Effect of repeated Kangaroo Mother Care on repeated procedural pain in preterm infants: A randomized controlled trial.Int J Nurs Stud. 2015 Jul; 52(7):1157-65.IJ
Preterm infants' repeated exposure to painful procedures may lead to negative consequences. Thus, non-pharmacological pain management is essential due to medication side effects. Kangaroo Mother Care, which aims at offering human care to neonates, has been established for the treatment of a single painful procedure, but the effectiveness of Kangaroo Mother Care across repeated painful procedures is unknown.
To test the effectiveness of repeated Kangaroo Mother Care on repeated heel-stick pain in preterm neonates.
Randomized controlled trial.
Level III Neonatal Intensive Care Unit at a large teaching hospital in northeast China.
Preterm infants (gestational age less than 37 weeks) (n=80) were recruited and randomly assigned using a random table format to either an incubator group (n=40) or Kangaroo Mother Care group (n=40).
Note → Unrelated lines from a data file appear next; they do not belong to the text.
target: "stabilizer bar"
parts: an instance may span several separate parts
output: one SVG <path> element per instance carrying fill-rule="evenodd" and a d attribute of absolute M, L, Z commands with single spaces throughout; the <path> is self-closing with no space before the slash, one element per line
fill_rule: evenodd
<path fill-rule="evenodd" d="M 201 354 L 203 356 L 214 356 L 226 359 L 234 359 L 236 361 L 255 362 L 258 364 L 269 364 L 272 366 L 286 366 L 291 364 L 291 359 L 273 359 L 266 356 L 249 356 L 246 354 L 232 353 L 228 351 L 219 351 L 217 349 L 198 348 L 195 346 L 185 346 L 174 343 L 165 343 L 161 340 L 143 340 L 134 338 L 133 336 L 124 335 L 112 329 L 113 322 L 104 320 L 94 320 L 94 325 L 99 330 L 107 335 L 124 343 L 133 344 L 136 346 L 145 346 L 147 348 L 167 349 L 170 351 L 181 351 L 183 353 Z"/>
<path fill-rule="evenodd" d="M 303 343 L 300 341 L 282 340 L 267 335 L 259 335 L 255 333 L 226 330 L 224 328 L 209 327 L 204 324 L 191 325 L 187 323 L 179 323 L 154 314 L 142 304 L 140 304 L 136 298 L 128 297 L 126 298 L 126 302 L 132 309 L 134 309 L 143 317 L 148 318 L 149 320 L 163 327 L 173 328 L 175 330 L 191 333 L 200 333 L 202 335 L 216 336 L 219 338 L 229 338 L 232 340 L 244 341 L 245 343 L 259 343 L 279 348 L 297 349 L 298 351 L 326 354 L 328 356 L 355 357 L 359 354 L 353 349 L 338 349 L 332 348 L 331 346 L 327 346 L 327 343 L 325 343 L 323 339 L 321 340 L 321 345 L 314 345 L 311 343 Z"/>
Pain assessments were carried out during four routine heel stick procedures. For the first heel stick, preterm infants in each group received no intervention (routinely stayed in incubator). During the next three heel sticks, the infants in Kangaroo Mother Care group received heel sticks during Kangaroo Mother Care, while infants in the incubator group received heel sticks in incubator. The procedure of each heel stick included 3 phases: baseline, blood collection and recovery. Crying, grimacing and heart rate in response to pain were evaluated at each phase across four heel sticks by three trained independent observers who were blinded to the purpose of the study. Data were analyzed by analysis of variance (ANOVA), with repeated measures at different evaluation phases of heel stick.
75 preterm infants completed the protocol. Between-group comparison revealed that preterm infants' heart rate was significantly lower, and the duration of crying and facial grimacing were both significantly shorter in the Kangaroo Mother Care group (n=38) than the incubator group (n=37) from the blood collection phase to recovery phase during repeated heel sticks. No significant within-group difference was found in heart rate between the baseline phase and recovery phase through repeated heel sticks for Kangaroo Mother Care group. In contrast, the incubator group experienced significant within group differences in heart rate between baseline and recovery through repeated heel sticks.
The effect of repeated Kangaroo Mother Care analgesia remains stable in preterm infants over repeated painful procedures. Given the many invasive procedures that are part of clinical care in preterm infants and most mothers preferred to provide comfort for their infants during painful procedures, Kangaroo Mother Care may be a safe analgesic alternative in preterm infants in whom it is feasible.